Claustrophobic and shot in an autumnal palette, it’s a busy night for Nurse (Jodie Foster – Taxi Driver, Panic Room). Tensions are high as the Artemis boss, Niagara (Jeff Goldblum – Thor: Ragnarok, The Fly) finds himself a patient in his own facility – and with a possible contract on him. Nurse needs more than her medical skills to keep the peace.

Stylishly gritty, written and directed by Drew Pearce, snappy dialogue abounds as Nurse spars with the likes of patients Waikiki (Sterling K. Brown – The Rhythm Section, TV’s This Is Us) and Nice (Sofia Boutella – Kingsman: The Secret Service, Atomic Blonde). But it’s all a little underwhelming and unfocused – the sheer number of subplots result in a staccato narrative of short stories rather than the cohesive flow of a novel.

Rating: 58%

‘Ambulance’

For all its over-the-top absurdities with a reckless and excessive police vehicle chase through the streets of LA in pursuit of a bank heist gone badly wrong, Ambulance is an unexpected entertainment from director Michael Bay (Armageddon, 13 Hours).

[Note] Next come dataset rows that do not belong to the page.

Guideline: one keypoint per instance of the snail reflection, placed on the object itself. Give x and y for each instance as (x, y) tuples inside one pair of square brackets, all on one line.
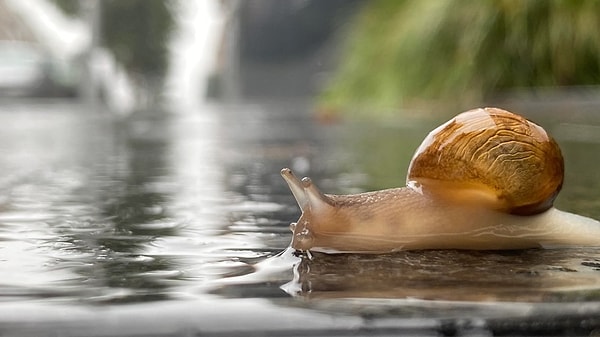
[(532, 275), (485, 180)]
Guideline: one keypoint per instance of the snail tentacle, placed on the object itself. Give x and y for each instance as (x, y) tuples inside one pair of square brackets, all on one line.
[(486, 179)]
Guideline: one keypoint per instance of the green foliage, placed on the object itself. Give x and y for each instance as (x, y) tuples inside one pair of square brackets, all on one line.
[(137, 31), (400, 53)]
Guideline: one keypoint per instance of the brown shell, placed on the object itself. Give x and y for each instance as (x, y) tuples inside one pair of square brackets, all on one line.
[(490, 156)]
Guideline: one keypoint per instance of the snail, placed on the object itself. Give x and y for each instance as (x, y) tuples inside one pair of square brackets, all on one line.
[(484, 180)]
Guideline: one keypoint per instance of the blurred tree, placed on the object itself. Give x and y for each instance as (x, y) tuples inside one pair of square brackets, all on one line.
[(401, 53), (136, 31)]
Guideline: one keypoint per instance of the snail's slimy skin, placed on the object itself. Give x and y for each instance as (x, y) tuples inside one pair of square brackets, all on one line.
[(406, 218)]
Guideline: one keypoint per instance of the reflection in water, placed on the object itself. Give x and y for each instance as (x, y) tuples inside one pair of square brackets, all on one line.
[(530, 276), (193, 208)]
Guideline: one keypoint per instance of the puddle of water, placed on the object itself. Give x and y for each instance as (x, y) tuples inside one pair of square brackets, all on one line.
[(156, 215)]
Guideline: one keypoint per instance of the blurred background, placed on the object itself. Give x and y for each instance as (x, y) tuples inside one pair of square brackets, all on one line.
[(141, 143), (351, 57)]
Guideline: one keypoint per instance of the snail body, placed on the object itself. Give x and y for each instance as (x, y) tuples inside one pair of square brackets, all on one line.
[(484, 180)]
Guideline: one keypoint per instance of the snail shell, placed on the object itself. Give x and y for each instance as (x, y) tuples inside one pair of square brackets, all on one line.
[(490, 156), (486, 179)]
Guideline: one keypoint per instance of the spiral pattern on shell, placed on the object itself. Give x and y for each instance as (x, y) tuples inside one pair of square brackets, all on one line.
[(491, 154)]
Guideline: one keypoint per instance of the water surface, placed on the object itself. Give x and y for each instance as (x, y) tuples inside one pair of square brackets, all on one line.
[(106, 223)]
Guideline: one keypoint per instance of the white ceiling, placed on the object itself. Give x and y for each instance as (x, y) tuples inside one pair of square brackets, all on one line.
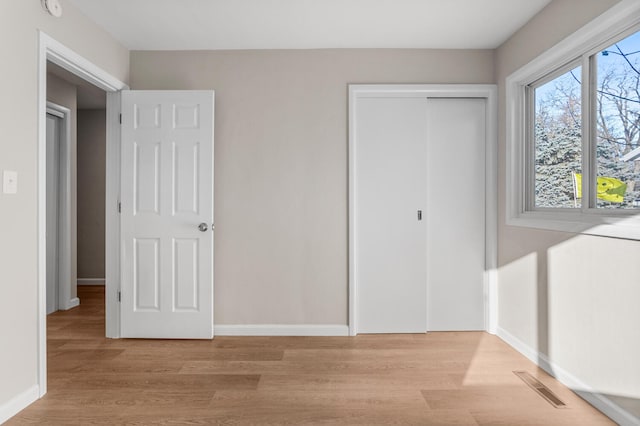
[(308, 24)]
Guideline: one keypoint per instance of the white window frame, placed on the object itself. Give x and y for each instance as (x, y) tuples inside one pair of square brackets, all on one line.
[(618, 22)]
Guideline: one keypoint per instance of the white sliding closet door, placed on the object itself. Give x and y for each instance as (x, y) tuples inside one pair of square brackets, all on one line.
[(390, 189), (419, 214), (456, 214)]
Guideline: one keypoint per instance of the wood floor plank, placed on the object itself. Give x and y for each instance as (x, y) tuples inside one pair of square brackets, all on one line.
[(414, 379)]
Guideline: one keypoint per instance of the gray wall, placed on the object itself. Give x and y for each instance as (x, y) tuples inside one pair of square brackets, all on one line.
[(65, 94), (281, 165), (19, 24), (556, 294), (91, 192)]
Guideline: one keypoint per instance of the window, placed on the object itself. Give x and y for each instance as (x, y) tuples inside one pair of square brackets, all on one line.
[(618, 124), (573, 131), (557, 140)]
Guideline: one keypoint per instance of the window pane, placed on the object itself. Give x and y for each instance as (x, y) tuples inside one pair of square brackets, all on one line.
[(618, 118), (558, 143)]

A psychotic Danny Sharp (Jake Gyllenhaal – Brokeback Mountain, Nightcrawler) ropes in family man and best buddy Will (Yahya Abdul-Mateen II – The Trial of the Chicago 7, Us) as the driver in the $32 million heist. Everything that can go wrong does so with the two survivors resorting to the hijacking of the ambulance carrying shot cop, Officer Zach (Jackson White – TV’s Tell Me Lies, Mrs Fletcher) and paramedic Cam Thompson (Eiza González – Baby Driver, I Care a Lot). The chase is on…

It’s showy, it’s exhausting, it’s all pretty stupid muscular testosterone. But with time spent on character development in the confines of the ambulance and subplots out on the streets, Ambulance, against your better judgement, draws you in.

An English-language remake of the 2005 Danish film, Ambulancen.